Chapter V Miscellaneous Provisions
Article 18 In cases where the Commissioner of the Financial Services Agency approves a Company Submitting Consolidated Financial Statements which has registered Consolidated Financial Statements prepared by using the terminology, forms, and preparation methods that are required with regard to issuance, etc. of American Depositary Receipts (hereinafter referred to as "U.S.-style Consolidated Financial Statements") with the U.S. Securities and Exchange Commission to submit said U.S.-style Consolidated Financial Statements as the Consolidated Financial Statements under the provisions of the Act, on finding no risk of impairing the public interests or protection of investors, the terminology, forms, and preparation methods of the internal control report submitted by said company may, except for matters as instructed by the Commissioner of the Financial Services Agency on finding that they are necessary, be the terminology, forms, and preparation methods required in the United States for an internal control report.
Article 19 The internal control report set forth in the preceding Article shall be written in Japanese.
Article 20 The internal control report under Article 18 shall also contain the following matters:
(i) the terminology, forms, and preparation methods in accordance with which said internal control report has been prepared; and
(ii) material differences from the case of the internal control report having been prepared without applying the provisions of Article 18.
Article 21 (1) In cases where a Company Submitting Consolidated Financial Statements which has registered U.S.-style Consolidated Financial Statements with the U.S. Securities and Exchange Commission prepares an internal control report pursuant to Article 18, the audit certification performed on the internal control report prepared by said company may, except for matters as instructed by the Commissioner of the Financial Services Agency on finding that they are necessary, be performed in accordance with the audit criteria and practices for Internal Controls over Financial Reports which are generally accepted as fair and appropriate in the United States.

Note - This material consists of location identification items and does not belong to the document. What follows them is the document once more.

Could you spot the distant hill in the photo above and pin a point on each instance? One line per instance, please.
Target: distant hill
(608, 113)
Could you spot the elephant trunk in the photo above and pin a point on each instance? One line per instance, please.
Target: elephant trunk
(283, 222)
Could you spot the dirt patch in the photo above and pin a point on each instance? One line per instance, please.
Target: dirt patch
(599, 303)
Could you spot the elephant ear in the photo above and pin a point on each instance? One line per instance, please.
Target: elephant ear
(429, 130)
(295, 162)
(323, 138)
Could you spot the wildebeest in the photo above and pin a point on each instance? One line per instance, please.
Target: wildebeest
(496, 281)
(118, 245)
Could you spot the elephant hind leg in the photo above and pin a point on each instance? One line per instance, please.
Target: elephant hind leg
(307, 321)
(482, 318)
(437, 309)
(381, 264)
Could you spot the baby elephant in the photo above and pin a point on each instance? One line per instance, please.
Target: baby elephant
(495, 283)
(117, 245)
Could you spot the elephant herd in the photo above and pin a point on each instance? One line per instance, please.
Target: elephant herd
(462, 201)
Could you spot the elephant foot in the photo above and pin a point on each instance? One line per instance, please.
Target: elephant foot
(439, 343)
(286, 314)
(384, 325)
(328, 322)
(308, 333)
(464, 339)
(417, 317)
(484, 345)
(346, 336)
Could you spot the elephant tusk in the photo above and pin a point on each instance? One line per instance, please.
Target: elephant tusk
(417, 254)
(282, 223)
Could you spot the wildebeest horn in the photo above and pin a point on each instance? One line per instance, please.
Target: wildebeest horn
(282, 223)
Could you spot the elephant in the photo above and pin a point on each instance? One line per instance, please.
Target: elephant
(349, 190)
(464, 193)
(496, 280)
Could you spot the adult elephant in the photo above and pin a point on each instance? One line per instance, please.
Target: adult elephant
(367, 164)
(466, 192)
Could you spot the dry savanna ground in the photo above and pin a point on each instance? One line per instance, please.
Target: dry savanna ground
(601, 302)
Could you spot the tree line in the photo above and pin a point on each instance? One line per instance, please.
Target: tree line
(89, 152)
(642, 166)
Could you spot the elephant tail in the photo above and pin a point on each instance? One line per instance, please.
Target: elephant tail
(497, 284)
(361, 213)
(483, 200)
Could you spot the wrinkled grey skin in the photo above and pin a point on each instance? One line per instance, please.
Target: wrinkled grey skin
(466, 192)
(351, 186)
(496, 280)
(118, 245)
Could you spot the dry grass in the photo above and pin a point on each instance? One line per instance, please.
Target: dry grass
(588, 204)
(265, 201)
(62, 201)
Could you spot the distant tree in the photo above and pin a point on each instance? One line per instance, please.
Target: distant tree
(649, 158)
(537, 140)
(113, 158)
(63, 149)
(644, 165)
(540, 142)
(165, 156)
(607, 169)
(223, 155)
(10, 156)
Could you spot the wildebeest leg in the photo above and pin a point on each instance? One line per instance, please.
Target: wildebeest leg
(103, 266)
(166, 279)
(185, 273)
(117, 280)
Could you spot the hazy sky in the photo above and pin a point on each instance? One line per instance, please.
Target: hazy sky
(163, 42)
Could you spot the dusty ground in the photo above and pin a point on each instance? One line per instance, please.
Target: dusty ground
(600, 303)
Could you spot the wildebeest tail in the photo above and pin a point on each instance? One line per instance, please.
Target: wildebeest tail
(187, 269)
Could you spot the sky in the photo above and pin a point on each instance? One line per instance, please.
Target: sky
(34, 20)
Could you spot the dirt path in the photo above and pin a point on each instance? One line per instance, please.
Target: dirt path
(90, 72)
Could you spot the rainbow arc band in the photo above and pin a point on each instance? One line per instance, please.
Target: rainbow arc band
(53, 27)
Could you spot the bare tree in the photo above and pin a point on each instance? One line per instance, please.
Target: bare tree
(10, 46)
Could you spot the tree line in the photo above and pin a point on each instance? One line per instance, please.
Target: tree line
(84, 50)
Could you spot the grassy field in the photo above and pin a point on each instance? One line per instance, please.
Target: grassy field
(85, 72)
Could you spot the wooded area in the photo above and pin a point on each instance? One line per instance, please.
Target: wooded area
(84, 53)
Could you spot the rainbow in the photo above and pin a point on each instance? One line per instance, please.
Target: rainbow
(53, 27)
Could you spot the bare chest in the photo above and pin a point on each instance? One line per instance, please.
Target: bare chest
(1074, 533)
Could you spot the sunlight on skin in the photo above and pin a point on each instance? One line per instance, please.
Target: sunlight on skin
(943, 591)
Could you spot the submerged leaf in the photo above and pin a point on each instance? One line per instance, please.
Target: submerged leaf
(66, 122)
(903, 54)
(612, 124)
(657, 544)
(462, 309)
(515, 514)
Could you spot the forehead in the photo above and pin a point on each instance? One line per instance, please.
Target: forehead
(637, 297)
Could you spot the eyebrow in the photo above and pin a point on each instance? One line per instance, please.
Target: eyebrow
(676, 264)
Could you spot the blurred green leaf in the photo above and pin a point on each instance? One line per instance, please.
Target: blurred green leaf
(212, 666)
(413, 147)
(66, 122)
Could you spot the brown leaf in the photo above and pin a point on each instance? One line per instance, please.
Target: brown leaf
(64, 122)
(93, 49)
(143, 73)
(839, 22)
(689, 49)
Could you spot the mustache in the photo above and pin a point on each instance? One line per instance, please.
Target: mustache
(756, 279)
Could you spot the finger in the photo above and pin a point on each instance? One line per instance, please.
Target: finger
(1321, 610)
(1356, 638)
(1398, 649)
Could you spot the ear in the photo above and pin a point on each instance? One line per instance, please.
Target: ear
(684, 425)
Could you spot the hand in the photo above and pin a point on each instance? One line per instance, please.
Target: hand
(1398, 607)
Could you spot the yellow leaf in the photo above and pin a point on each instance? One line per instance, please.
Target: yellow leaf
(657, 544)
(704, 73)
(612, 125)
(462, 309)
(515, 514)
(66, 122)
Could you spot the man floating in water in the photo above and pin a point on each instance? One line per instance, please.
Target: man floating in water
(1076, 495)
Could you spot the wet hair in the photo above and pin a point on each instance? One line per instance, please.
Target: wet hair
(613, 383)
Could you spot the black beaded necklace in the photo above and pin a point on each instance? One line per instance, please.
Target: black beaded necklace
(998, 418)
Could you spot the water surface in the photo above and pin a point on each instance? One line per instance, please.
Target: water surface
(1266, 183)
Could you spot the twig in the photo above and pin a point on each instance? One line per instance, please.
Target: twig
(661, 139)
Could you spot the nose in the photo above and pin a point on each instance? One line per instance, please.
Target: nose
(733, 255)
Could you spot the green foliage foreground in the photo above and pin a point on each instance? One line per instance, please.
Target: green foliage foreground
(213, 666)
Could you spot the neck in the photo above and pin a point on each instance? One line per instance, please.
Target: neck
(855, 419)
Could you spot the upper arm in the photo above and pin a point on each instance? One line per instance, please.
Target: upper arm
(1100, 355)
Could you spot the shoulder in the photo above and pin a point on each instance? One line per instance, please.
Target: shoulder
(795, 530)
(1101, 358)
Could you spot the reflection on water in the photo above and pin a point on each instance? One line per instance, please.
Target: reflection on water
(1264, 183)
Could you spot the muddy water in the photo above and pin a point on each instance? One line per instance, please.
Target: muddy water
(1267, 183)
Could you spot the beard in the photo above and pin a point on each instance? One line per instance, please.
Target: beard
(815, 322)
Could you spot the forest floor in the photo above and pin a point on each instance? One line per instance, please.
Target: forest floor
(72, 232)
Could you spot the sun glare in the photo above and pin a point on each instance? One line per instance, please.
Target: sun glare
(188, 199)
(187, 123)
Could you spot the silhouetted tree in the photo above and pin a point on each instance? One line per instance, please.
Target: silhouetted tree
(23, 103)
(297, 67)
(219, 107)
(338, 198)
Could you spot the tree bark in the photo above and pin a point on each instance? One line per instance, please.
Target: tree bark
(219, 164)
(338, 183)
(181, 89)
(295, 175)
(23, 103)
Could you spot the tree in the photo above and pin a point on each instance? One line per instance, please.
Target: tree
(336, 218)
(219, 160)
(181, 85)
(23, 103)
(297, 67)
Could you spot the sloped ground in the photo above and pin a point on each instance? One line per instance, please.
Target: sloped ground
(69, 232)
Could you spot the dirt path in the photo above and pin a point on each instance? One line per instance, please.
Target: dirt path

(2) The Internal Control Audit report concerning audit certification performed on the internal control report set forth in the preceding paragraph shall also contain the following matters:
(i) the criteria in accordance with which said Internal Control Audit report has been prepared; and
(ii) material differences from the case where the Internal Control Audit report has been prepared without applying the provisions of the preceding paragraph.